Increasing the limit empowers people to prepare themselves for a financial emergency and allows them to enter the workforce without worrying that they will lose their eligibility for SSI by saving too much.
Doubling the limit for married couples, relative to single individuals, eliminates the existing marriage penalty that punishes an SSI beneficiary for getting married.
The Social Security Expansion Act includes a number of changes, but the one that will have the most significant impact in the longevity of the SSA trust funds and benefits for future workers is lifting this cap and [subjecting] all income above $250,000 to the Social Security payroll tax.
I feel like there's a lot of aspects of the Social Security program ... that will be tweaked to keep the program going, as it has over the last 90 years, like the 6.2% payroll tax. That hasn't changed since 1990. A gradual increase in that is going to go a long way in expanding the longevity of the program, and shoring it up for future generations. Younger generations just don't feel like Social Security is going to be there for them.
THINKADVISOR: Which bills or proposals aren't you in favor of?
SHEDDEN: The six-figure limit, $100,000 per couple [under a proposal floated by the Committee for a Responsible Federal Budget]. I'm not in favor of that. To me it doesn't jibe with the original intent of Social Security. The more there are fixed figures like that — today it's $100,000 — that's just one more thing that we're trying to keep up with, like the cost of living adjustment. Setting a specific numerical amount ... is greatly different across the United States depending on where individuals live.
There are enough rules and ways to change the Social Security program to keep it solvent within the existing rule structure that's been there.
THINKADVISOR: We're not going to see passage of any Social Security related bills this year, correct?

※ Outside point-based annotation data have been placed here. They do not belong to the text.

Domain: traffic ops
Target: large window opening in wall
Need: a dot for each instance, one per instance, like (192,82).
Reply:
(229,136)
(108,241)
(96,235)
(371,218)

SHEDDEN: I don't think so. This piecemeal changing of things [via bills], I would like Social Security Administration actuaries to be examining this and giving feedback on how much this is really going to help the program.
We're getting closer and closer [to the fourth quarter of 2032 Social Security trust fund insolvency date], and the anxiety level and concern is increasing. That's the No. 1 concern.
And then the new [Social Security] Trustees report hasn't come out, as it should have, in April. They did this last year and they said they'd be releasing it piecemeal as things became known. That didn't happen and it can't really happen ... because there's not a way to release it in little pieces; hopefully that will come out soon. Every year it really gives an indication of how much closer we're getting.
THINKADVISOR: What do you say to advisors who are counseling clients? Social Security is a chunk for even wealthier people.
SHEDDEN: It very much is. That's definitely something that people misunderstand. It's important to all workers, even if they've earned the maximum amount — they want to make sure they're making the right claiming decision.
And I think our view, as a company, we want to provide individuals now and going forward with the current rules; we want to prepare them; we want to be speaking very accurately about what has passed, what hasn't — like the misunderstanding about no taxes on Social Security [related to the senior deduction, $6,000 for individuals over 65 and $12,000 for married couples filing jointly, originally enacted as part of the One Big Beautiful Bill Act in 2025.]
And to also plan for the worst case and understand how that could affect what they're able to do with our software. If there is a 20% or 28% cut in [Social Security benefits], we can help them plan for that.
THINKADVISOR: Do you think Congress will wait to the last minute to do something about Social Security?
SHEDDEN: There are individuals and groups of congressmen and senators that are submitting these bills, but in my mind, the real solution is going to need much more of a coordination and a bipartisan agreement.
THINKADVISOR: Which could include cuts in some form.
SHEDDEN: It could. There are a lot of levers within the rules of Social Security that can be adjusted ... it really requires a package of changes.